Western blot analysis
The expression of PTEN was assessed by western blot analysis, and its expression in the samples was normalized to β-actin expression. Cells were lysed in RIPA buffer with freshly added protease inhibitor. Total lysates were separated on SDS-PAGE gels and transferred to polyvinylidene fluoride (PVDF) membranes (Millipore). The immunoblots were blocked with 5% fat-free milk and they were incubated at 4˚C overnight with primary antibodies anti-PTEN (1:1000, Cell Signaling Technology), anti-β-actin (1:1000, BM0627; Wuhan Boster Biological Technology, Ltd., Wuhan, China). Akt (Ser473) (1:1000, Cell Signaling Technology) phosphorylation were examined by using phospho-specific antibodies. Total protein was determined using anti-Akt antibodies. After incubation with the secondary antibody, the membranes were visualized with an enhanced chemiluminescence system kit (Millipore, USA), according to the manufacturer’s protocol. To explore whether miR-21 promote angiogenesis in tumor microenvironment by PTEN/Akt signaling pathway, the recipient cells were treated PI3K/Akt inhibitor LY294002 which was obtained from Beyotime Biotechnology (Nantong, China) with a final concentration of 60μM.

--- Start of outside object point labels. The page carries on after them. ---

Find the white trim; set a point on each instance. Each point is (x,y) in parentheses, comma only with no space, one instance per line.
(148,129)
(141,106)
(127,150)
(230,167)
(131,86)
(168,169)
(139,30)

Assessment of nitric oxide (NO)
Total nitric oxide concentration in the supernatant of HUVECs medium was detected by measuring the concentration of nitrate and nitrite according to Nitric Oxide Assay Kit by Nanjing Jiancheng Bioengineering Institute (Nangjing, China). The optical densities at 550 nm wavelength were recorded using an ELISA reader (BioTek Epoch, USA) and the concentrations of NO were calculated according to the standard curve.
Statistics
All values are expressed as mean + SEM unless otherwise noted. The results are presented as the average of at least three experiments, each performed in triplicate, with standard errors. Data were described with median values ± SEM and analyzed by using Student’s t test for 2-group comparisons. Differences were considered statistically significant at P < 0.05. In this study, * P < 0.05, **P < 0.01, and *** P < 0.001.